Ik staarde een keer op van mijn mobieltje. We waren de enige twee wachtenden in de garage. Aan de houten tafel zat hij de papieren krant na te pluizen. Ik de digitale.

Op het moment dat ik mijn koetjes en kalfjes-reactie klaar had ging de monteur tegenover mij verder.

‘Die zitten ergens in Griekenland.’

‘Daar is het ook mooi,’ zei ik een beetje lollig.

‘Ik begrijp het niet hoor,’ vervolgde hij. ‘Waarom moet dat nu allemaal hier naartoe?’

Ik opende mijn mond maar viel even stil. Waar ik iets wilde zeggen over hoe moeilijk dat wel niet moest zijn voor een moeder. Alleen hier in Nederland en haar kroost verdeeld in Damascus en Griekenland zo begreep ik van de monteur tegenover mij.

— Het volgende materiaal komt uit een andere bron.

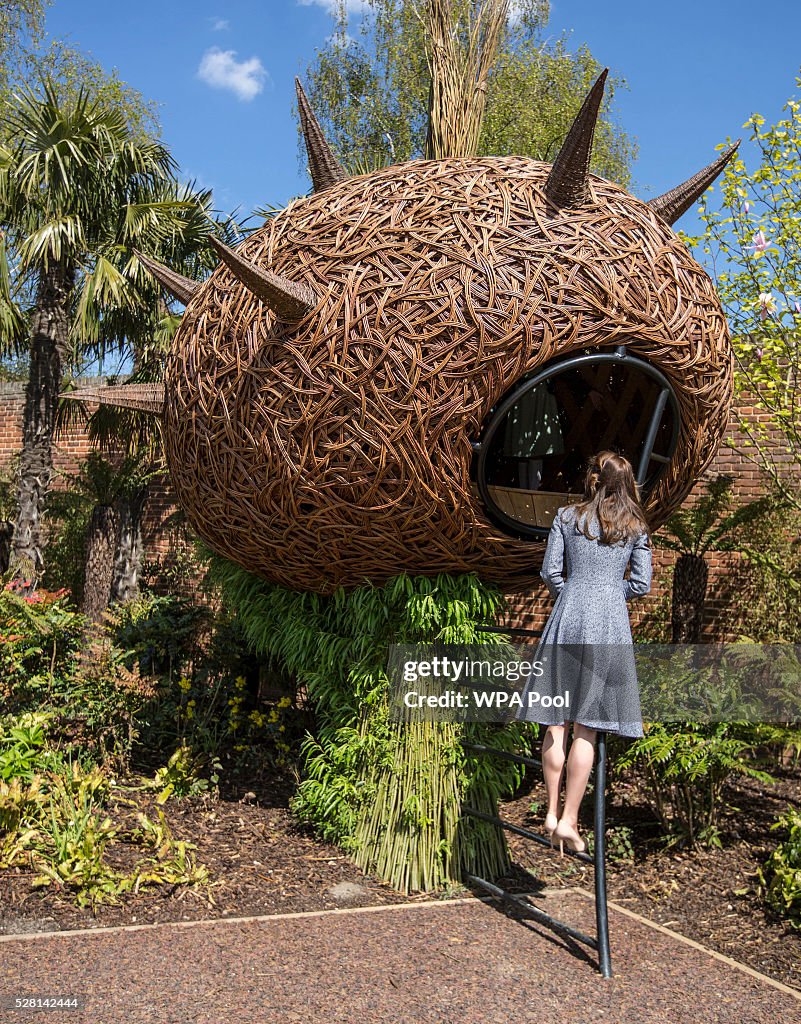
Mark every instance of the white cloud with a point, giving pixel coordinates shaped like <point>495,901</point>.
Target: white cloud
<point>220,70</point>
<point>332,6</point>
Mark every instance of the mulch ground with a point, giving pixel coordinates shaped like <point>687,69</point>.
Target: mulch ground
<point>262,862</point>
<point>467,963</point>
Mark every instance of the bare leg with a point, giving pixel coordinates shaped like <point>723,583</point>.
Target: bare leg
<point>579,767</point>
<point>553,752</point>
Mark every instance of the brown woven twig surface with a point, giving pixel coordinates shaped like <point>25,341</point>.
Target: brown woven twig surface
<point>142,397</point>
<point>337,449</point>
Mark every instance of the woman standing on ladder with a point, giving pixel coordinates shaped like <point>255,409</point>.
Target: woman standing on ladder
<point>586,646</point>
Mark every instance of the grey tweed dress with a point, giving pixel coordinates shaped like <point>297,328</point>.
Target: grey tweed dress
<point>586,646</point>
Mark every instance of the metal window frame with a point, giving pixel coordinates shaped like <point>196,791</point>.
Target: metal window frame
<point>620,355</point>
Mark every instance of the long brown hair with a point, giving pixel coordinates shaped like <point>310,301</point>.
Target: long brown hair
<point>612,496</point>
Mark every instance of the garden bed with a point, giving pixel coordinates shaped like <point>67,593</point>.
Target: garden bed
<point>261,861</point>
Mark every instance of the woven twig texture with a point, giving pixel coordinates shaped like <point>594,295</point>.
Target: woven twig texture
<point>337,450</point>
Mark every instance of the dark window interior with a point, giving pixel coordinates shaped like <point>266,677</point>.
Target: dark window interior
<point>536,453</point>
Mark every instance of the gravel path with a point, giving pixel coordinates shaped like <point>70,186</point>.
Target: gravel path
<point>464,962</point>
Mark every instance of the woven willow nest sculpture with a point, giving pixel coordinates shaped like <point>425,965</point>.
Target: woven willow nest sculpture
<point>328,381</point>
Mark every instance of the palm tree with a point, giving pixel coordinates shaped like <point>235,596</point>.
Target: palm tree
<point>101,482</point>
<point>79,189</point>
<point>710,524</point>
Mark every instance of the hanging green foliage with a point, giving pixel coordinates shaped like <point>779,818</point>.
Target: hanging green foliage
<point>389,793</point>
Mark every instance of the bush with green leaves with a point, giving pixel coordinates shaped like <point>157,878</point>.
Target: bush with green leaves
<point>39,635</point>
<point>55,816</point>
<point>685,766</point>
<point>388,792</point>
<point>780,878</point>
<point>161,634</point>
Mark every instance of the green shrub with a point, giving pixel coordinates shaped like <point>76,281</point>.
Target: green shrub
<point>780,879</point>
<point>161,635</point>
<point>388,792</point>
<point>39,634</point>
<point>685,766</point>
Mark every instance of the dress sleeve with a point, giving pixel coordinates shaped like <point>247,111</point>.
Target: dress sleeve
<point>638,582</point>
<point>553,561</point>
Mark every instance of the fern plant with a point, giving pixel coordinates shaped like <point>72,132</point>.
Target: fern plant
<point>686,766</point>
<point>389,793</point>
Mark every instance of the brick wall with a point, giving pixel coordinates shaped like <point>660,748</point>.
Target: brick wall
<point>531,609</point>
<point>528,609</point>
<point>71,449</point>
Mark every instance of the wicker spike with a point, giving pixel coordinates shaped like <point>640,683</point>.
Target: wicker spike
<point>323,165</point>
<point>182,288</point>
<point>142,397</point>
<point>567,183</point>
<point>290,300</point>
<point>670,206</point>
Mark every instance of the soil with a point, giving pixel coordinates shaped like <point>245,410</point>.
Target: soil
<point>261,861</point>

Hij nam een slok van zijn koffie. Zijn met olie bevlekte vingers duwden het plastic bekertje half in elkaar. Lompigheid of verontwaardigdheid? Het gaf mij tijd om mezelf weer terug in het lood te slaan.

‘Kennelijk vind ze het hier mooi,’ mompelde ik een beetje.

Het was vroeg en ik had eigenlijk niet zoveel zin in deze onverwachtse draai in het gesprek. Of eigenlijk had ik het misschien wel ergens kunnen verwachten, maar was ik te moe om dit niet te beseffen.

‘Heeft ze ook nog zo’n mobieltje en een rijtjeshuis.’

Ja, dacht ik, we kunnen haar moeilijk in de vuilniscontainer laten wonen, maar goed.

‘Dat hebben wij allemaal betaald.’

Ik nipte van mijn koffie en bedacht hoe ik hier op moest reageren.

‘Ze kan wel met haar kinderen die ze al een hele tijd mist praten nu.’

‘Ja, maar moet dat hier? Ze kunnen dat toch ook gewoon in Syrië doen?’

Nou gewoon, gewoon, dacht ik.

‘Ze maken er zelf zo’n zooitje van. Dat zal nooit anders worden daarzo.’

Het Midden Oosten is inderdaad wel een bron van onvriendelijkheden, maar of deze Syrische moeder hier nu de oorzaak van is?

‘En dan hier maar een telefoon en geld krijgen.’

Een andere monteur keek om het hoekje van de kantine.

‘Meneer Ziet, U mag de auto meenemen. Hij is klaar.’

Ik slokte mijn laatste koffie naar binnen en zei gedag tegen de monteur met zijn inmiddels verfrommelde plastic bekertje.

‘Misschien komt ze binnenkort wel haar auto hier laten repareren,’ grapte ik.

En dan ben ik benieuwd of je ze weigert, dacht ik er achteraan.